My first encounter with a Rohingya family was in March of last year during my time as an intern with Partners Relief & Development. We flew to the West-coast of Myanmar to a city called Sittwe. There I got my first glance of what you would call a concentration camp. We visited a family living there. They had lost everything they owned, and lived in a very simple house. Although it was simple, it was still nicer than many of the shacks and broken-down tents most of the IDPs were living in. I got sick while we were there and the family took me into their home and let me lay on their floor. They checked up on me regularly, giving me water to drink. They constantly apologized for the “lack” of cleanliness in Rohingya food. I remember feeling safe and loved despite our obvious differences.
Last week I was sitting at a coffee shop in Oslo, happy that the sun was shining enough for me to be able to wear sunglasses and a t-shirt. I was there with my mom, my sister and a girl named Shabana. We were enjoying our bagels with cream cheese and fresh-pressed OJ. Shabana is a Rohingya girl who escaped from Myanmar and came to Norway when she was seven. Other than the color of our skin, we had few differences. We discussed the difficulty of moving to a country halfway across the world at an age where one still remembers where “home” used to be (I also moved to a different country at a vulnerable age). We discussed school, and what it is like to have a job alongside school and how it is hard to balance everything. We wore similar clothes, ate the same food and spoke the same language.
She told me about her family, and how her father made sure to keep their traditions and mother tongue alive at home. Shabana’s father, mother and sisters are safe in Norway, but the rest of her family members are still in Myanmar in the chaos and violence hundreds of thousands of Rohingya are trying to escape.
As Shabana told me about her past, I felt a lump forming in my throat. As shallow as it sounds, this was the first time I felt a deep urge to help. I wanted to tell her that there was something I could do, someone I could contact, but all I could do was sip my refreshing orange juice and wipe my pathetic tears.
Aung San Suu Kyi used to be the Rohingya’s only hope for freedom. Like so many others, they thought she would be an advocate for human rights. She has not done what we hoped she would do. For the Rohingya she has contributed to making their lives a lot worse. What can one say, when not even the one person who could have helped them does so?

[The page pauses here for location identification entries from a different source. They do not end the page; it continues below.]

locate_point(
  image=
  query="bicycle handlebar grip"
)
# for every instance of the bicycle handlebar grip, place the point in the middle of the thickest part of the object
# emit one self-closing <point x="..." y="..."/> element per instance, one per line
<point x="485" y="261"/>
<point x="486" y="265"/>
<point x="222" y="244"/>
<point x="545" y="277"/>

“My father was there in August of 88.” Shabana told me.
“He believed in her, alongside so many other Rohingyan people.”
Meeting Shabana and hearing her story made me feel hopeless. At the time, I felt like I couldn’t do much except support her and listen to her story. However, as I have been reading the headlines and articles on the news, I’ve felt a need to write about my short, but meaningful encounter with the Rohingya people.

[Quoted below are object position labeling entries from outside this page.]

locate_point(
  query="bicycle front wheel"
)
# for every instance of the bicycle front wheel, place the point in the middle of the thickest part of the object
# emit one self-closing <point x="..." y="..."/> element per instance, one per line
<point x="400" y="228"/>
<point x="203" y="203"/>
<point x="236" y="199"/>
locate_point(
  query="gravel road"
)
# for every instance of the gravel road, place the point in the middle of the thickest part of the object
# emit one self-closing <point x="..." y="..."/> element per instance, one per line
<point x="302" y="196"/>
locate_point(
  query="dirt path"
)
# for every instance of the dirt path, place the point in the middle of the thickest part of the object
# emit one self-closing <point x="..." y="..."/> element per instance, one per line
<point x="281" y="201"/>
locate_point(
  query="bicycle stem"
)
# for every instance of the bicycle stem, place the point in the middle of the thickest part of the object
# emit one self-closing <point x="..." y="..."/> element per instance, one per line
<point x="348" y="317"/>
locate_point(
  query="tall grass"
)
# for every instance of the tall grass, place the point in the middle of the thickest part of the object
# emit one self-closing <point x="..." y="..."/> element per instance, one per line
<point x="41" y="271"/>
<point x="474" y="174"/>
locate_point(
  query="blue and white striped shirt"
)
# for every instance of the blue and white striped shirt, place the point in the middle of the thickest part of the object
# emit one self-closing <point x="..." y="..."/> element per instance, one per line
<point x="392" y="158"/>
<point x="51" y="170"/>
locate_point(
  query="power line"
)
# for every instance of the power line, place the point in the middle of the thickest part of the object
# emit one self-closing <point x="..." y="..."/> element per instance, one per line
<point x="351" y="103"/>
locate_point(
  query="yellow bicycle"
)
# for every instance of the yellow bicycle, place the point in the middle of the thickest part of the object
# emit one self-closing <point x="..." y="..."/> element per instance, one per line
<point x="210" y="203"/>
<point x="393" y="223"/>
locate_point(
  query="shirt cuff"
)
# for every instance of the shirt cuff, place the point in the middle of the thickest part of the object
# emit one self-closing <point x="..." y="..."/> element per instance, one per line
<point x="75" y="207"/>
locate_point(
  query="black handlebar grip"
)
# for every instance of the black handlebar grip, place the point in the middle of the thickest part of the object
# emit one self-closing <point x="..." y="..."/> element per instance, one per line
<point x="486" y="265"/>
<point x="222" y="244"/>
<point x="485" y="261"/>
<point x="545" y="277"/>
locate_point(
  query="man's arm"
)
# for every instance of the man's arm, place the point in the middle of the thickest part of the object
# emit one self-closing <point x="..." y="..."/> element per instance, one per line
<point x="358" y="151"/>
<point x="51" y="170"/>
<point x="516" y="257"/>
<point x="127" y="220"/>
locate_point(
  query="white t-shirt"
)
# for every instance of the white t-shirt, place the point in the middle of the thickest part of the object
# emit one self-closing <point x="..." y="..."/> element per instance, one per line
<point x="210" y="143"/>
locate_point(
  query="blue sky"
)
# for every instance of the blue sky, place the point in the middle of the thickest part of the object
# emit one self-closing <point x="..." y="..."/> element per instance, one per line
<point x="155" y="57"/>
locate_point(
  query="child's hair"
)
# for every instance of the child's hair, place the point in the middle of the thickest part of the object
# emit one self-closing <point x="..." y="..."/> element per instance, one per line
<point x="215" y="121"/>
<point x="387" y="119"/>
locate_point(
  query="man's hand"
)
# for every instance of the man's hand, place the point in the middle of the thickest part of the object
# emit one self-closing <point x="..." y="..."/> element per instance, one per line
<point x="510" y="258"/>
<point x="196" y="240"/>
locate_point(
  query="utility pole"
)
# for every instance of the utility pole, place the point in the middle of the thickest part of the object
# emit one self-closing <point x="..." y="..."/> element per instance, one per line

The Rohingya never disrespected me, threatened me or mistreated me. It would never even cross my mind that these beautiful and hospitable people would be a threat to anybody, whether it is Norway or Myanmar.
I have never felt that their religion or culture would be a threat to Norway’s the way the authorities of Myanmar believe they will impact theirs.
Shabana and her people are human beings just like me. Shabana is just like me. She likes to listen to music, to put on makeup and wear nice clothes. She probably dreams of visiting her home in Myanmar again, the same way I miss being back in my home in Chiang Mai. The difference is she can never go back.
I haven’t written or spoken out about the situation in Myanmar other than to my friends and family. Because I feel like such a small and insignificant person in a world filled with war and conflict. I assume that for most of you reading this, loving your neighbor means loving all human beings, whether they are black, white, Jewish, Christian, Muslim or Buddhist. We’ve been taught since we were children that no one has more worth than the other based on religion or appearance.
I can’t go on reading the news about the terrible things happening to my brothers and sisters in Myanmar without saying anything or doing anything. Therefore, I will say this: I am 21 years old, 162 cm tall. I don’t have a bachelor’s degree yet, and I don’t know how to change the tires of a car. Sometimes I fail miserably at making a fire to keep the house warm and I lose my temper too often. But I do have a voice. It’s a small one, but it’s there. Right now this voice is for the Rohingya, because I believe that injustice anywhere is a threat to justice everywhere.